12 marzo 2007

Un po' di coerenza

In questi ultimi tempi sembra che la coerenza non sia la dote principale dell’opposizione di centro destra. Ogni giorno si dichiara con apparente decisione che il governo deve andarsene, e che non si farà luogo ad alcun inciucio sotto forma di grande coalizione, sostegno esterno eccetera. Si afferma pure con forza che se il governo non avrà la maggioranza “politica” dovrà fare fagotto, ed altre amenità del genere. In realtà non si vuole che questo governo cada, perché nessuno ha voglia di andare a nuove elezioni adesso: per dirla in soldini, se è vero che gli attuali parlamentari, in caso di scioglimento delle Camere adesso, non godrebbero a suo tempo delle pensioni, ciò vale non solo per la sinistra ma anche per la destra.
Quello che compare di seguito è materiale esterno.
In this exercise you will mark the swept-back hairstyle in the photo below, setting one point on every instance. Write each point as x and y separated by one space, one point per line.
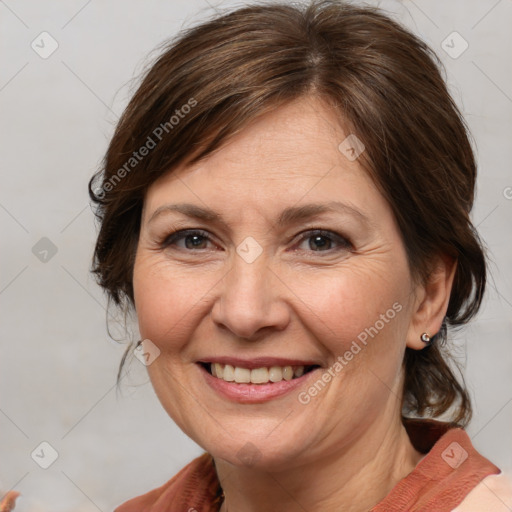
387 88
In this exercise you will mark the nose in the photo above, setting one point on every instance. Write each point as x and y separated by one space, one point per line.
250 303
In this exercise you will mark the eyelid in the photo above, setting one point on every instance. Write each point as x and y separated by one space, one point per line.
336 237
180 234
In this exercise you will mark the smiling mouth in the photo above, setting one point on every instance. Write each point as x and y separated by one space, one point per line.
263 375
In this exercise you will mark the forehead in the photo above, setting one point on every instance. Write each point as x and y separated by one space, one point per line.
287 156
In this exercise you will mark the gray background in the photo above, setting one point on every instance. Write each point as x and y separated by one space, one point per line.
58 365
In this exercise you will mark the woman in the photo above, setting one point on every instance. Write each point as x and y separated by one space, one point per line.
285 204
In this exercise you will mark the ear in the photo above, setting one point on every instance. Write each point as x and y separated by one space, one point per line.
432 298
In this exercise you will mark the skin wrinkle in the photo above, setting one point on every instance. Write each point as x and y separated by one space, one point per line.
286 304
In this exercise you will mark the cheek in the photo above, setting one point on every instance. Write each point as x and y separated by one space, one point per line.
359 314
166 300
E poi, siamo certi che con questa legge elettorale non si ripeta lo scherzetto già accaduto nell’aprile dello scorso anno ?
Esaminando più in dettaglio le stravaganti affermazioni dell’opposizione ed il suo incoerente atteggiamento, occorre rilevare che la Costituzione dichiara che il governo deve ottenere la fiducia (ossia la maggioranza dei voti), senza specificare se si tratta dei voti dei senatori non eletti, oppure di un opportuno aiuto dell’opposizione. Quindi invocare la necessità di avere una maggioranza “politica” è una palese stupidaggine: se l’opposizione vota a favore del governo, i suoi voti servono a tenerlo in piedi e basta. E’ quindi fuor di luogo asserire che si vuole eliminare questa maggioranza e mandarla a casa, se poi la si sostiene con speciose argomentazioni.
Per venire al caso Afghanistan, l’opposizione dichiara che voterà a favore del rifinanziamento della missione militare per motivi di solidarietà con i nostri militari e di decoro internazionale. Ma qui si nasconde una evidente contraddizione. Se si ritiene che la maggioranza non sia in grado da sola di approvare questo provvedimento e quindi di sostenere questa linea politica, e d’altra parte si deplorano tutti i distinguo e le sottigliezze della maggioranza stessa per rendere accetto alle proprie estreme il provvedimento, allora è una ipocrisia dire che si sostiene il governo per amor di patria. Lo si manda a casa e basta e lo si sostituisce al più presto, mediante elezioni, con un altro meno indecente. E per far questo si deve svolgere il compito proprio di ogni opposizione: mettere in difficoltà la maggioranza, votandole contro sempre e comunque (senza se e senza ma, come è venuto di moda di dire).
Nel caso specifico, l’opposizione dovrebbe dichiarare il proprio sostegno morale incondizionato e la propria solidarietà ai nostri militari impegnati in missioni all’estero, ed il proprio impegno a rispettare gli impegni internazionali, ma annunciare nel contempo la propria astensione sul provvedimento proposto dal governo, proprio per farlo cadere e sostituirlo con un altro più decente e più apertamente deciso a sostenere i propri militari ed a rispettare gli accordi. Come si sa l’astensione al Senato è considerata voto contrario e, se ci saranno i numeri (i numeri in assoluto, e non le maggioranze più o meno “politiche”) il governo dovrà andarsene a casa, senza scuse e questa volta per davvero.
Questa a mio parere la sola condotta seria e lineare di una opposizione che voglia veramente cambiare le cose, assumendosi tutte le proprie responsabilità. Ogni altro comportamento non è altro che melina per allungare il brodo e sostenere sottobanco il governo (oltre che per evitare di andare a casa insieme alla maggioranza e perdere così i benefici connessi al permanere sulla propria poltrona).

2 commenti:

Anonimo ha detto...

sarà che siamo entrambi di Treviso, ma, se leggi il mio untimo post, vedrai che abbiamo l'identiva posizione.
PRI TREVISO

pesimedia ha detto...

Un altro trevigiano in parte vi dà ragione, in quanto pensa pure che giocare sulla pelle di chi rischia la vita in Afghanistan sia del fango di cui non debbano sporcarsi le mani del centrodestra, giusto per non passare per dei Caruso qualunque.